ARAPLARIN ÖZELLİKLERİ
Bu kitabı okuduktan sonra Arapların davranış biçimlerinin neredeyse cahiliye döneminden 1. Dünya Savaşı tarihlerine kadar hiç değişmediğini, kabilecilik, yağmacılık, akrabacılığın onlar için hala en temel ögeler olduğunu görüyoruz. Bu durum günümüzde de böyledir. Suriye ve Irak bölgeleri, Arabisten’ın içleri ve Yemen’e göre, önce Roma ve Sasani, sonra Selçuklu, sonrasında da Osmanlı hakimiyetnin etkisiyle daha kültürlü ve aklı başında, sanata, kültüre ve modern etkilere daha açık sosyolojik yapılar barındırırken, daha iç bölgelerde bir nevi atasözü haline gelmiş “kardeşimle bir olup amcaoğluma, amcaoğlumla bir olup yabancıya karşı dururum” sözüne uygun yaşayan, soy-sopuyla böbürlenen, yağma ve çapul hikayelerini birer kahramanlık menkıbelsi halinde anlatan, özgürlüğüne düşkün, bilimle hiç ilgisi olmayan ve onunla uğraşanları aşağılayan, Arap’a sadece, şiir, hitabet, nesep ilmi (ensab) ve tarihle uğraşmayı yakıştıran bir toplumsal yapıyla karşılaşırız.

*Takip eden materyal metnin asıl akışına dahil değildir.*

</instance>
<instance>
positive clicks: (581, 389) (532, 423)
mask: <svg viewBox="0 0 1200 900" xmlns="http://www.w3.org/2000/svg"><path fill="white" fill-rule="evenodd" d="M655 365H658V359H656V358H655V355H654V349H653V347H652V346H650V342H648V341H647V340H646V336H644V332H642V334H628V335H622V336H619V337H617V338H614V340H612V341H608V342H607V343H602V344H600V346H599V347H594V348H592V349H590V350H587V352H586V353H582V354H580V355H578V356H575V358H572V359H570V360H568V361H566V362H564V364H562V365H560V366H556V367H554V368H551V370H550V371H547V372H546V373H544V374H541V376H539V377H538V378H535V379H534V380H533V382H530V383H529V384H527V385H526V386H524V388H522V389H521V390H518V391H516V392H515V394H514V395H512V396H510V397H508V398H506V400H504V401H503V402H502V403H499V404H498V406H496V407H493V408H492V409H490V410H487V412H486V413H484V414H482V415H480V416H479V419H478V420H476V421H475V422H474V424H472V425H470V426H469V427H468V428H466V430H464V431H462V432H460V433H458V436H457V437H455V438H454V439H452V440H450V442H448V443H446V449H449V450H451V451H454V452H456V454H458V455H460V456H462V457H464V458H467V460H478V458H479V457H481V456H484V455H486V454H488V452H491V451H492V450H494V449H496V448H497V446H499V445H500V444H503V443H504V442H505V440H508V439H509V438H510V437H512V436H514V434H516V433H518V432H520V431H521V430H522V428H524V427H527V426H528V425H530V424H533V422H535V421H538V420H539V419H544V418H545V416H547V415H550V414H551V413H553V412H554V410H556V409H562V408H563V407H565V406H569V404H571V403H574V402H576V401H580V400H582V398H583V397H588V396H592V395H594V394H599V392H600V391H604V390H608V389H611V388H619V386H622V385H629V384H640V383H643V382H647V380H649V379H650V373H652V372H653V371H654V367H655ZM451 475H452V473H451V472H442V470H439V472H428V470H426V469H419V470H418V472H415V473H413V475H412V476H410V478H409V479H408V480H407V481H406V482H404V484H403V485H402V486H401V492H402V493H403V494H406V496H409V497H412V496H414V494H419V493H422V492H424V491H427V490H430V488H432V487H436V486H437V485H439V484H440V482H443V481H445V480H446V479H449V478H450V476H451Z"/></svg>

Büyük çöller nedeniyle tarih boyunca neredeyse hiç işgale uğramamış bu insanlar, coğrafyanın getirdiği zor hayat şartlarına rağmen, azla yetinmeyi bilen, dayanıklı, kavgacı ve son derece romantik insanlardır. Corci Zeydan’ın deyimiyle bir hamasi sözle galeyana gelip savaşabilen, güzel ve yatıştırıcı bir sözle birden sakinleşebilen bir yapıya sahiptir.
Arapların kabileler arası düşmanlıklarının ve romantik özelliklerinin 1. Dünya savaşı sırasında ve sonrasında egemen güçlerce nasıl kullanıldığını ve hala da kullanılmakta olduklarına şahidiz. Ayrıca neredeyse peygamberin ölümünden sonra çıkan mezhepsel bölünmeler onların yumuşak karnıdır. Gerek Sünni İslam, gerekse Şia başından beri birbiriyle çatıştığı için ve gerek Şia, gerekse Sünniler yorum olarak bir çok parçaya bölündüğünden Araplar arasında kaşınacak yara çoktur. Kolaylıkla birbirlerine düşürülebilirler ve defalarca düşürülmüşlendir.
SONUÇ
Cumhuriyetten sonra Atatürk’ün kurduğu ve tamamen bölge barışını sağlama amacı taşıyan Bağdat Paktı gibi girişimler dışanda devletimiz bu Arap ve Ortadoğu işlerinden uzak durmuştur. Çünkü yüzyıllarca süren hakimiyetimizin birikimi devlet hafızasına kazınmıştı. Devletimizin son yıllara kadar Arap dünyasına uzak durmasının değerini Arap Baharı ve sonrasında yaşadığımız gelişmelerden sonra daha iyi anlıyoruz.